Vom Politthriller zum Mythos

04.03.2018 | Oper


Copyright: Stavros Habakis

Greek National Opera, Athen: „Z“ von Minas Borboudakis
Besuchte Vorstellung am 3. März 2018

Vom Politthriller zum Mythos

Kurz vor dem Ende der Oper „Z“ von Minas Borboudakis wird darin thematisiert, dass die zugrundeliegende, reale Begebenheit als Stoff für einen Roman, einen Film oder eine Oper tauge.
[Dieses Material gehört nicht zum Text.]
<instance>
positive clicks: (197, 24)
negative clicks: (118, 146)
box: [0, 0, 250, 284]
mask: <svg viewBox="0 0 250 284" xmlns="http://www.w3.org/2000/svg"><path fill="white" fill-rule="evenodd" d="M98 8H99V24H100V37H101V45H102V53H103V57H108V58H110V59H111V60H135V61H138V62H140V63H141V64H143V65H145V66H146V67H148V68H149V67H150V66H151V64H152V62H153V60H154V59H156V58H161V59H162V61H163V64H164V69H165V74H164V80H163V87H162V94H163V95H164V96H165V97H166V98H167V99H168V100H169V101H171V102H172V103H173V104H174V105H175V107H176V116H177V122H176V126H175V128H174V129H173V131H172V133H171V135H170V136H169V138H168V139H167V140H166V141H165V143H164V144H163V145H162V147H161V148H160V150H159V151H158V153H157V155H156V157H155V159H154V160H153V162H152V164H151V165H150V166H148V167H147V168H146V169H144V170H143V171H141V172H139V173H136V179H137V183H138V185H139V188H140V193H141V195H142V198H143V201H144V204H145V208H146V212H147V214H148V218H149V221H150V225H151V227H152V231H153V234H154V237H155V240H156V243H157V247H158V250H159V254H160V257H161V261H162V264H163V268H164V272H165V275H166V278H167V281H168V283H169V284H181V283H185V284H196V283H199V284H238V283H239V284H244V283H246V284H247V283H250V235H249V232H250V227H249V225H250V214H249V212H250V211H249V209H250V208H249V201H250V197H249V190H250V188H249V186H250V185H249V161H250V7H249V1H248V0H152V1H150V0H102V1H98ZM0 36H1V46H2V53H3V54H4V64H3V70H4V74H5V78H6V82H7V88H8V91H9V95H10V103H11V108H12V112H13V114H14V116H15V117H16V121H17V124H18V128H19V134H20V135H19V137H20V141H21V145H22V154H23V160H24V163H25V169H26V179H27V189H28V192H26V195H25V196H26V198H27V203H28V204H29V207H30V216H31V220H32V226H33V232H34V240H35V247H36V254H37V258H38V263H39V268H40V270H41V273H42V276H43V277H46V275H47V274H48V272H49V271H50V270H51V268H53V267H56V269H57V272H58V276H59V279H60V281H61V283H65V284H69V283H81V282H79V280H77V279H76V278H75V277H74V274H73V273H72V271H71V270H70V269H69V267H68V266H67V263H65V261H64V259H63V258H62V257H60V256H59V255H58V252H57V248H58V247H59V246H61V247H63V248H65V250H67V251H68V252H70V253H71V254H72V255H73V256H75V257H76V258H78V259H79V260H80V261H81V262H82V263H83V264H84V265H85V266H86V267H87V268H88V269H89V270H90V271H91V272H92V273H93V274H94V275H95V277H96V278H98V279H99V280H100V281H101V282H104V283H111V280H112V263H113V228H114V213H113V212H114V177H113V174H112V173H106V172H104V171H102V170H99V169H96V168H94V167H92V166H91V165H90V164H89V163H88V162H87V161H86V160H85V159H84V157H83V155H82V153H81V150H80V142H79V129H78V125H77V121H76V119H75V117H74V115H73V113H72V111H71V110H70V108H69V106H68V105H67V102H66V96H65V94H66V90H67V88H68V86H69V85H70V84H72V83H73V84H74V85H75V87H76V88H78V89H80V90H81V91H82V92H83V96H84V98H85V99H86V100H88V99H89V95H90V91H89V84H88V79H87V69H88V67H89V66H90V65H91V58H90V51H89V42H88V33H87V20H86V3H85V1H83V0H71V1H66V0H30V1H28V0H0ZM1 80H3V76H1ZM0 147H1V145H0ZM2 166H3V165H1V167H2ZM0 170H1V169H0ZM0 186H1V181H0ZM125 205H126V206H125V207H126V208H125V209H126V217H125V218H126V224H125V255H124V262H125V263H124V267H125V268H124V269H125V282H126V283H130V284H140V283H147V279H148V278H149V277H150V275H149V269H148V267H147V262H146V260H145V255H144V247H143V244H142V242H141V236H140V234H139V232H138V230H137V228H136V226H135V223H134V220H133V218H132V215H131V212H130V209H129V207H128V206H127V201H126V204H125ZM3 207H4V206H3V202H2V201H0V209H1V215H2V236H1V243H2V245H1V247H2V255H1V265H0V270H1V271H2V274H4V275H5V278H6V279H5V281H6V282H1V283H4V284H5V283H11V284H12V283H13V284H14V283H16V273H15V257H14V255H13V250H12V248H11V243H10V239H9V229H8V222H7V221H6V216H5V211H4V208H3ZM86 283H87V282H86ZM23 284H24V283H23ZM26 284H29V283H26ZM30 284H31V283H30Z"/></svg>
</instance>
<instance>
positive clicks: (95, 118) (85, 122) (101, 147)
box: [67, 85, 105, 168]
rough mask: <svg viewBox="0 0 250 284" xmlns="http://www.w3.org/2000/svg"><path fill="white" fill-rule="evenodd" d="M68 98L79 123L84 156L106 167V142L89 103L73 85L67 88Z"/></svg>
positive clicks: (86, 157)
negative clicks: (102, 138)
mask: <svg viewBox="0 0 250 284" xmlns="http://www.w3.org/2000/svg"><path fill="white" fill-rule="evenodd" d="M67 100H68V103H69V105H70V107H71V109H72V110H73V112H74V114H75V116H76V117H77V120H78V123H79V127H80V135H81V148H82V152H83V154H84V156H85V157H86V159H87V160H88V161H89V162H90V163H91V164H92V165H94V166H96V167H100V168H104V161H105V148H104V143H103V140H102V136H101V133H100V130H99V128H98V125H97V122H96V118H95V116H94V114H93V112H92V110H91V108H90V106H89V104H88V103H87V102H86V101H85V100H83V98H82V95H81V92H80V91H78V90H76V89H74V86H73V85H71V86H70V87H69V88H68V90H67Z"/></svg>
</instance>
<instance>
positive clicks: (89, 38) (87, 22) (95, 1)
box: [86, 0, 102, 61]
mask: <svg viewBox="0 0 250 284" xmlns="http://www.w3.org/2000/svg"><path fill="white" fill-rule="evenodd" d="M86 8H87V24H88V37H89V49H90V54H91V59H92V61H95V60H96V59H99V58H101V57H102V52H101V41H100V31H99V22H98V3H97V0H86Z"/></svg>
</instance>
Dieser Moment weist auf einen wichtigen Aspekt dieser gerade in Athen zur Uraufführung gebrachten Oper hin: Der Komponist und sein Librettist Vangelis Hatziyannidis erzählen nicht nur die Geschichte von der Ermordung des Politikers „Z“ alias Grigoris Lambrakis, welche bereits Thema des gleichnamigen Romans von Vassilis Vassilikos (1966) und eines berühmt gewordenen Films von Costa-Gavras (1969) war, sie reflektieren im zweiten Akt des Werks auch die Wirkungsgeschichte eines gleichsam zum Mythos gewordenen Politikers. Damit beschäftigt sich diese neue Oper gleichermassen mit der jüngeren griechischen Geschichte und mit Fragen der Erinnerungskultur. Und sie tut dies in äusserst anregender und faszinierender Weise.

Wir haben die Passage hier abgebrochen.